‘We remember it not only for the rain that fell, the mud that weighed down the living and swallowed the dead, but also for the courage and bravery of the men who fought here.’
The Prince of Wales was in good voice on Monday at the centenary commemorations of the battle of Passchendaele — more properly, ‘Third Ypres’. It was a pity he couldn’t say that we should remember it not only for the incompetence of the high command, but because the majority of the British troops were at best only half-trained.

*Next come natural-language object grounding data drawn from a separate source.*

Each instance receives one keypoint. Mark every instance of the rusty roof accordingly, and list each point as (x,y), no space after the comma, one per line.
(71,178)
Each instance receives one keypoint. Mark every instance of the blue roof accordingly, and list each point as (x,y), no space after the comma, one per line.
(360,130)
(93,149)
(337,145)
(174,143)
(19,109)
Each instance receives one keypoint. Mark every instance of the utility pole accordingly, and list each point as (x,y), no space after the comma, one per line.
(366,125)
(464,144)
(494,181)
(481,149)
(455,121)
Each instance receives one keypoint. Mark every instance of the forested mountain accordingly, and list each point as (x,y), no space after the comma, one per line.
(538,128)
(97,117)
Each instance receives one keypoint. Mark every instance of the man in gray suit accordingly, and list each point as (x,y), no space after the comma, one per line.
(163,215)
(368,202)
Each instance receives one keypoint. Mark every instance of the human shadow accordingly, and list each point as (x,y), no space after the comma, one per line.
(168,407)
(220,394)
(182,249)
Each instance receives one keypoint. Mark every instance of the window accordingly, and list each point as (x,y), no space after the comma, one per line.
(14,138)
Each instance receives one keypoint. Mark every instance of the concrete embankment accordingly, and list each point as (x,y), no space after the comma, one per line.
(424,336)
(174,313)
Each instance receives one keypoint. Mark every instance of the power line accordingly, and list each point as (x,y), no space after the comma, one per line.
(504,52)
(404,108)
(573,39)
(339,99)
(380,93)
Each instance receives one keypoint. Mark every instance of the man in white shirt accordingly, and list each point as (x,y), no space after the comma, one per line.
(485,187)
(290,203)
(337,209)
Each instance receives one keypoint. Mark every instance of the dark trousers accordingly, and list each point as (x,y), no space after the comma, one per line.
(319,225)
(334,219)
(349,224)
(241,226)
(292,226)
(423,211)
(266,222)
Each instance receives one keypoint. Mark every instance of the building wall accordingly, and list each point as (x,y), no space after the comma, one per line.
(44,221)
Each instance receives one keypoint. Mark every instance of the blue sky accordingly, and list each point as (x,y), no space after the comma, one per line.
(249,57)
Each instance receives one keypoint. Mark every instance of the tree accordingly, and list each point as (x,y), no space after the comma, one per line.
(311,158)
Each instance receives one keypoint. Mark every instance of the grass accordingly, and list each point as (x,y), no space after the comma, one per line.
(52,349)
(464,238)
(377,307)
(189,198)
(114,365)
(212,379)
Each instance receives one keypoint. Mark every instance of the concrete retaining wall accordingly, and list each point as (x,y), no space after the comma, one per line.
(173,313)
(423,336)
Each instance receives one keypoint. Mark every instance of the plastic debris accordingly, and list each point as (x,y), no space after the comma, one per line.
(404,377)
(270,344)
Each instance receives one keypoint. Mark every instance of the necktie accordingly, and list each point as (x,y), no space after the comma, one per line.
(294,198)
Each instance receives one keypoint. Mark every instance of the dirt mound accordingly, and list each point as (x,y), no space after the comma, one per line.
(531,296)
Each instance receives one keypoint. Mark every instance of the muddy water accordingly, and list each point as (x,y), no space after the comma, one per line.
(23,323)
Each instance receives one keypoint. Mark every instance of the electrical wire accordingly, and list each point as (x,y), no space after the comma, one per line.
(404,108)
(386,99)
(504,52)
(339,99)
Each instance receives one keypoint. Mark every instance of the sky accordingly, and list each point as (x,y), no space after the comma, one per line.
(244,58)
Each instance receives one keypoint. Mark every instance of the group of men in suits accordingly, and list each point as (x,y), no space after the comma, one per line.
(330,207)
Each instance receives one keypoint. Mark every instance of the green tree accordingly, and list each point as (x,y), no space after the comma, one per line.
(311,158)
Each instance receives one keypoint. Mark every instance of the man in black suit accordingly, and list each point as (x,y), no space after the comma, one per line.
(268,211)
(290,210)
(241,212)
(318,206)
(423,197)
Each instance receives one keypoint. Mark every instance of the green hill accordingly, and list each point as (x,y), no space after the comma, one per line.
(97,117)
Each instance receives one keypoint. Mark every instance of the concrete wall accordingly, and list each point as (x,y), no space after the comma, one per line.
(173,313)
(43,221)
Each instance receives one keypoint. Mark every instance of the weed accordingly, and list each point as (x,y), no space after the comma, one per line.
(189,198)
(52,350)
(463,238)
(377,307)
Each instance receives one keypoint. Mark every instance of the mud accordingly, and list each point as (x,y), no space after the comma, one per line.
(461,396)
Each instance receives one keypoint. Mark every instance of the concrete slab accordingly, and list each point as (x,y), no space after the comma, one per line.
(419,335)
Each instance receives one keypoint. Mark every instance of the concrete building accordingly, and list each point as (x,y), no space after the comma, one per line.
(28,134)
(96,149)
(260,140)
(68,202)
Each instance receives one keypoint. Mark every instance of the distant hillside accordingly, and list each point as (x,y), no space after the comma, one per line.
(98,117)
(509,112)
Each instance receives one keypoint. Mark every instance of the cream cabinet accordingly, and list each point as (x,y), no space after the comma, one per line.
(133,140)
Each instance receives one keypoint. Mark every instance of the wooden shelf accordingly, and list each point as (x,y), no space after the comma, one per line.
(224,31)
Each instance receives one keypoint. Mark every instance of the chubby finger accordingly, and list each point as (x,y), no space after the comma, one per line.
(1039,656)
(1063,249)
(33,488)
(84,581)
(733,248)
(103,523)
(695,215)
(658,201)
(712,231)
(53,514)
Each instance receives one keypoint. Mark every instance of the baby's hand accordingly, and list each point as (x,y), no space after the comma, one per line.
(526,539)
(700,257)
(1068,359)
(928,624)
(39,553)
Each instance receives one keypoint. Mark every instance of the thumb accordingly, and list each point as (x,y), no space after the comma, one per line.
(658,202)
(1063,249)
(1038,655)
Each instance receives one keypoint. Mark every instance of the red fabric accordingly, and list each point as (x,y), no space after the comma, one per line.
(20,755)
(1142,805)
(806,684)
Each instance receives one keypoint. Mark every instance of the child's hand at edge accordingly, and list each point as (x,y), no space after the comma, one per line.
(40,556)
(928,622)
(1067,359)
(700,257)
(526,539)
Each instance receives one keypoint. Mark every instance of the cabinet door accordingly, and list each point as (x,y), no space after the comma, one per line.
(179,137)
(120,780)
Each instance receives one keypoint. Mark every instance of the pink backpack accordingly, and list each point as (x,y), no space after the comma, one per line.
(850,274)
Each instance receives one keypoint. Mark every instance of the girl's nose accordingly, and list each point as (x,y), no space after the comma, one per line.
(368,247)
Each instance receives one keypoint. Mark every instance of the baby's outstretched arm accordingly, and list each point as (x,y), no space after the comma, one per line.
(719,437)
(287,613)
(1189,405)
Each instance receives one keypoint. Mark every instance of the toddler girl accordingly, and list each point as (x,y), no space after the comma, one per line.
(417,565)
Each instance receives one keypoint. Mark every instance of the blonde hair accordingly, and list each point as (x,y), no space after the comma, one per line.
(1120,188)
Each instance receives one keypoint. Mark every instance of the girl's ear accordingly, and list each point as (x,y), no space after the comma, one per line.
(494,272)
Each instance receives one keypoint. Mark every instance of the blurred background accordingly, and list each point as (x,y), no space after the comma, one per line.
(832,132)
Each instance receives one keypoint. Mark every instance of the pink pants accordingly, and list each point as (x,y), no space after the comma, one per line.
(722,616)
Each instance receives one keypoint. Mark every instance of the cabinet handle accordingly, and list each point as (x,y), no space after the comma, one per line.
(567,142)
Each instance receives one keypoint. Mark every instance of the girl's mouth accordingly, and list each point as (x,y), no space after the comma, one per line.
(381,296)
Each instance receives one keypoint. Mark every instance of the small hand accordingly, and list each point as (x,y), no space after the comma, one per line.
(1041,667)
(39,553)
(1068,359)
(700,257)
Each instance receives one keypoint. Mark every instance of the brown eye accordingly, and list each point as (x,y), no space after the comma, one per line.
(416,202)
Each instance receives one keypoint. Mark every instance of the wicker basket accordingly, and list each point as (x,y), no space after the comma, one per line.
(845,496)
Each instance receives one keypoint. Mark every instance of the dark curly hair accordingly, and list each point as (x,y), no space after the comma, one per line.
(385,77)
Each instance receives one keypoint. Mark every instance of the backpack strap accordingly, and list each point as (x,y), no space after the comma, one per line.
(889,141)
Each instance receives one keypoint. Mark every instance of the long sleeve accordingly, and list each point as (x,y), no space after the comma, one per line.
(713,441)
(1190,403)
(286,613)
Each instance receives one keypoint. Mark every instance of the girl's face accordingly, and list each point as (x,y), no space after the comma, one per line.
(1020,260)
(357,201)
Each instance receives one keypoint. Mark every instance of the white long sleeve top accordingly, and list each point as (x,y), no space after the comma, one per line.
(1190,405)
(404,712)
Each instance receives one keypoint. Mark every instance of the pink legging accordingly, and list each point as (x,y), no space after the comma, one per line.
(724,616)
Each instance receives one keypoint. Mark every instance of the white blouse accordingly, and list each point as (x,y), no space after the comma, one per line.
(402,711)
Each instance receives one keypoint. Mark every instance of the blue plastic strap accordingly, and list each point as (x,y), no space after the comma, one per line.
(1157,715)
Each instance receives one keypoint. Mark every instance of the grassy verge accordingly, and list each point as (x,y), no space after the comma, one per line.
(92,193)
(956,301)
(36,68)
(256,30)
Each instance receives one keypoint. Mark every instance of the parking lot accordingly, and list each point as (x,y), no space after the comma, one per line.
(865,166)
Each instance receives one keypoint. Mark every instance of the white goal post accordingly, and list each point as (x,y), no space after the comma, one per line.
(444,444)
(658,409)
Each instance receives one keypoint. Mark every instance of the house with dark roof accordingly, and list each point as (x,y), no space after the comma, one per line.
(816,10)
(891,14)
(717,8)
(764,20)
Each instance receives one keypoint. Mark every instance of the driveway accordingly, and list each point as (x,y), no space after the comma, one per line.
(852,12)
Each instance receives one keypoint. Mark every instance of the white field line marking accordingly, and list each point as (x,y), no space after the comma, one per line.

One of the enduring myths about war is that armies can be raised quickly. They can’t, because armed conflict is the most complex human interaction known. A soldier’s skill is nine parts judgment. It takes time to acquire — as true today as it was 100 years ago, perhaps even more so. Yet we’re about to make the same mistake as we did before 1914: thinking we can influence events without putting boots on the ground and shrinking the army to a token force. The view in much of Whitehall seems to be that intervention leads only to entanglement — and that intervention by land forces leads only to bloodier entanglement.
‘Mission creep’ isn’t a term heard much these days, but its spectre seemed to be haunting Mark Sedwill, the National Security Adviser, last month at a Royal United Services Institute conference. ‘What is our core national interest?’ he wanted to know. ‘What can we live with in terms of outcomes? What should a western comprehensive strategic plan look like? Only after answering that should we work out what we can and should do.’
The Pentagon’s view of things was certainly putting the fear of God into policymakers at the event.